Recently, researchers from the Alan Turing Institute have presented a method
that achieves 97% accuracy on a large corpus of CSV files, with an improvement
of 21% over existing approaches on non-standard CSV files. This research was
made reproducible through the use of Make and is available through an online
repository:
[https://github.com/alan-turing-institute/CSV_Wrangling](https://github.com/alan-turing-institute/CSV_Wrangling).

Below we will briefly describe what the Makefile for such a project looks
like.  For the complete file, please see the repository. The Makefile consists
of several sections:

1. Data collection: because the data is collected from public sources, the
   repository contains a Python script that allows anyone to download the data
   through a simple ``make data`` command.

2. All the figures, tables, and constants used in the paper are generated
   based on the results from the experiments. To make it easy to recreate all
   results of a certain type, ``.PHONY`` targets are included that depend on
   all results of that type (so you could run ``make figures``). The rules for
   these outputs follow the same pattern as those for the figures in the
   tutorial above.  Tables are created as LaTeX files so they can be directly
   included in the LaTeX source for the manuscript.

3. The rules for the detection results follow a specific signature:

   ```makefile
   $(OUT_DETECT)/out_sniffer_%.json: $(OUT_PREPROCESS)/all_files_%.txt
   	python $(SCRIPT_DIR)/run_detector.py sniffer $(DETECTOR_OPTS) $< $@
   ```

   The ``%`` symbol is used to create outputs for both sources of CSV files
   with a single rule in {ref}`rr-make-examples-patternrules` and the rule 
   uses in {ref}`rr-make-examples-automaticvar` to extract the input and 
   output filenames.

4. Some of the cleaning rules will remove output files that take a while to
   create.  Therefore, these depend on a special ``check_clean`` target that
   asks the user to confirm before proceeding:

   ```makefile
   check_clean:
   	@echo -n "Are you sure? [y/N]" && read ans && [ $$ans == y ]
   ```

It is important to emphasize that this file was not created in one go, but was
constructed iteratively. The Makefile started as a way to run several dialect
detection methods on a collection of input files and gradually grew to include
the creation of figures and tables from the result files. Thus the advice for
using Make for reproducibility is to *start small and start early*.
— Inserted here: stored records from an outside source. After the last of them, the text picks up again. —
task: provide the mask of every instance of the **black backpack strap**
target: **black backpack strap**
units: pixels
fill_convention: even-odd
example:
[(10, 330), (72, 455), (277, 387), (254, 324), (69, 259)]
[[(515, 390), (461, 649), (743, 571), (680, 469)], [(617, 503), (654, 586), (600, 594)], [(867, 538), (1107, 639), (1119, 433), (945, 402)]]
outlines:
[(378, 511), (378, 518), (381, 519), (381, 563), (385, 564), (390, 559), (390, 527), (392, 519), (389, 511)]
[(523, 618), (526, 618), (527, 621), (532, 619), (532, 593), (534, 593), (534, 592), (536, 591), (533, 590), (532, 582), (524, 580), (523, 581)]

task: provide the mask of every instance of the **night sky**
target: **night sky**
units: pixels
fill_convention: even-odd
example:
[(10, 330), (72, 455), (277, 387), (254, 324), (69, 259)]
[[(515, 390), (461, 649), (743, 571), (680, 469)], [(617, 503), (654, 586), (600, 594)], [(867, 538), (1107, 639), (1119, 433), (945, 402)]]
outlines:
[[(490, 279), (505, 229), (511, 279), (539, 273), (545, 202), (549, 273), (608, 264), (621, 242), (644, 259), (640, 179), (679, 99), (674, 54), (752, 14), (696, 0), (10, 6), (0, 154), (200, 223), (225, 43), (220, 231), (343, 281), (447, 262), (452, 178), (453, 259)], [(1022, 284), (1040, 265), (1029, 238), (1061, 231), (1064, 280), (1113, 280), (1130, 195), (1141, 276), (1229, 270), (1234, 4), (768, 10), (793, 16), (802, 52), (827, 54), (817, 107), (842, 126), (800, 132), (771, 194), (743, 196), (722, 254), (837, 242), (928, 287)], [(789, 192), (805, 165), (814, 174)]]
The published Makefile in the repository does not contain the paper, but this
*is* included in the internal Makefile and follows the same structure as the
``report.pdf`` file in the tutorial above. This proved especially useful for
collaboration as only a single repository needed to be shared that contains
the code, the results, and the manuscript.